Wednesday, April 20, 2011

Crazy train runs on coal

Joe ‘I am not a doctor’ Barton denies any “medical negative” for mercury, smog, and soot pollution
At a congressional hearing on Friday designed to lay the groundwork for an effort to delay critical EPA toxic pollution standards, Rep. Joe Barton (R-TX) claimed that reducing emissions of toxic mercury, sulfur dioxide and soot would not bring health benefits. Though conceding he is “not a medical doctor,” Barton offered the “hypothesis” that EPA estimates of the benefits of its proposed air toxics rule are “pulled out of the thin air” because there is no “medical negative” to the pollution:


To actually cause poisoning or a premature death you have to get a large concentration of mercury into the body. I’m not a medical doctor, but my hypothesis is that’s not going to happen! You’re not going to get enough mercury exposure or SO2 exposure or even particulate matter exposure! I think the EPA numbers are pulled out of the thin air!
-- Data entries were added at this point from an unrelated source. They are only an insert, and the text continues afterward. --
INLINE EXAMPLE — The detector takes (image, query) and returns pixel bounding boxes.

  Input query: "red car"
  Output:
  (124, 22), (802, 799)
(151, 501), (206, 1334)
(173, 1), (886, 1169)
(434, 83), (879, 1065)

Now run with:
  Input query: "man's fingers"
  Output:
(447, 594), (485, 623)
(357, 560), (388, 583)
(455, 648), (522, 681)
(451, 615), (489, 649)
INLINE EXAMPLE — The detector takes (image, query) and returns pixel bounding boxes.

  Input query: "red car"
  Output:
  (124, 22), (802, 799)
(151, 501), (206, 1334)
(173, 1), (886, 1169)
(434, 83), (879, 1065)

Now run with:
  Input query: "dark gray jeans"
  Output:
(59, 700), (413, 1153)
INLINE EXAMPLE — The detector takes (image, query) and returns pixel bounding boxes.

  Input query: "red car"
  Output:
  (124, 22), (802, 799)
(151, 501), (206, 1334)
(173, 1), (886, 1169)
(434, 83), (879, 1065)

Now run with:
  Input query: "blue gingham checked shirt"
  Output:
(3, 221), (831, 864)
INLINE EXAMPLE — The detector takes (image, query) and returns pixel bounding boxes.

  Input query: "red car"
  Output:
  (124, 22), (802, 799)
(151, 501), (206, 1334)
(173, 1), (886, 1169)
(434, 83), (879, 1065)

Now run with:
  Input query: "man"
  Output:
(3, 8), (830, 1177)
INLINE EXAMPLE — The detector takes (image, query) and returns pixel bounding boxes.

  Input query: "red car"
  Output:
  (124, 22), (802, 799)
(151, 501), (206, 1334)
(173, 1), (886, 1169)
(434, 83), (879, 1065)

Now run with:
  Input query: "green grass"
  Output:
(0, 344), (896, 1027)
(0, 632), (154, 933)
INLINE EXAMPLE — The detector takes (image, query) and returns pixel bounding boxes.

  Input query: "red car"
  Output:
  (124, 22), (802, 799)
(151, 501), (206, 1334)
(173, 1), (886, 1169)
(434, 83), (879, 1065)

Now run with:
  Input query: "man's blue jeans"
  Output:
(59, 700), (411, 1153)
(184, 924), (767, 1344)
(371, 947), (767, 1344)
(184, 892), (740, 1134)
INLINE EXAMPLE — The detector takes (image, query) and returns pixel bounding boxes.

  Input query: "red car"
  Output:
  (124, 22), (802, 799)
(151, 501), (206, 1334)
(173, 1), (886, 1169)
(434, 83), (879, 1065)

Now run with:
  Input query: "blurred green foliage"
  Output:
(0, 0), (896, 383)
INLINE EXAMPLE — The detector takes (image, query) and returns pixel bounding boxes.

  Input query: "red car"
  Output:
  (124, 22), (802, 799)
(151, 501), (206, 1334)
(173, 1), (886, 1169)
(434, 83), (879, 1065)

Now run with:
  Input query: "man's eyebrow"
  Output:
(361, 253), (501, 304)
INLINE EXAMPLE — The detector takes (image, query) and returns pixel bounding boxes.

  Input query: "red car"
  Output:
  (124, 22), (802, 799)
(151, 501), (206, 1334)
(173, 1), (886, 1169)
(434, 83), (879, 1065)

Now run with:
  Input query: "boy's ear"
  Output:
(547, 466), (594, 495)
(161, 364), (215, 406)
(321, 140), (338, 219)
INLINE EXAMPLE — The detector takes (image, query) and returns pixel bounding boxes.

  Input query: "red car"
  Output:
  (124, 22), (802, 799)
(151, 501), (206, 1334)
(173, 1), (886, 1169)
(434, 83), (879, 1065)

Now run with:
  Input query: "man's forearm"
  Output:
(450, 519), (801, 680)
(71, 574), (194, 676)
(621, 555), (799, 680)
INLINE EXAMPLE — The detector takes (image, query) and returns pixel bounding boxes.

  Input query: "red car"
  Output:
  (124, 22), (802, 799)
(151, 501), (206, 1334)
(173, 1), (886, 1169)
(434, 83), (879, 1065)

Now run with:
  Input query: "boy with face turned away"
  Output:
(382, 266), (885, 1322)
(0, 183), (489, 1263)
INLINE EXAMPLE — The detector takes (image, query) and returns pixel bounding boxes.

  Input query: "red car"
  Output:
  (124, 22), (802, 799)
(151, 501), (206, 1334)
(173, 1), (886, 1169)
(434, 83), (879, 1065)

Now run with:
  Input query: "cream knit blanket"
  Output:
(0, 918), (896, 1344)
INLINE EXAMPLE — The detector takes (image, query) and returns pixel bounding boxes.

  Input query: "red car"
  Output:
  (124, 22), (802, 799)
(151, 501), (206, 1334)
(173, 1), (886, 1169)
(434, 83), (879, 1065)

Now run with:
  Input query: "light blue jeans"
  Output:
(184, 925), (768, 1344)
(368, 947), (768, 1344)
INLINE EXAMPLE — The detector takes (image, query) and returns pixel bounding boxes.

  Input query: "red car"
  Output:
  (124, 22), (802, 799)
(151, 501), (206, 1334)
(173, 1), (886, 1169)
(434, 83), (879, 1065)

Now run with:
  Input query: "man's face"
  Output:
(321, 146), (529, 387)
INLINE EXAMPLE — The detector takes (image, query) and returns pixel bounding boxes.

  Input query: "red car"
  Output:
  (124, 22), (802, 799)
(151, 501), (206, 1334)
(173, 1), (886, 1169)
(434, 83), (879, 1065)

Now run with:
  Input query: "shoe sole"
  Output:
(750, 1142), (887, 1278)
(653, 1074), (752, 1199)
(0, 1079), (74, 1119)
Barton denied decades of science and the experience of anyone who has ever lived downwind of a polluting facility, noting the factory and plant owners on the panel didn’t know of any workers inside their plants that have gotten sick from the pollution.


“I guess he forgot that the people most in risk of getting poisoned — babies — don’t work in factories,” Clean Air Watch’s Frank O’Donnell responded. “This is pretty appalling stuff, since Barton and colleagues will probably soon be voting on legislation to delay toxic pollution cleanup.”
Please don't play politics with our health and lives!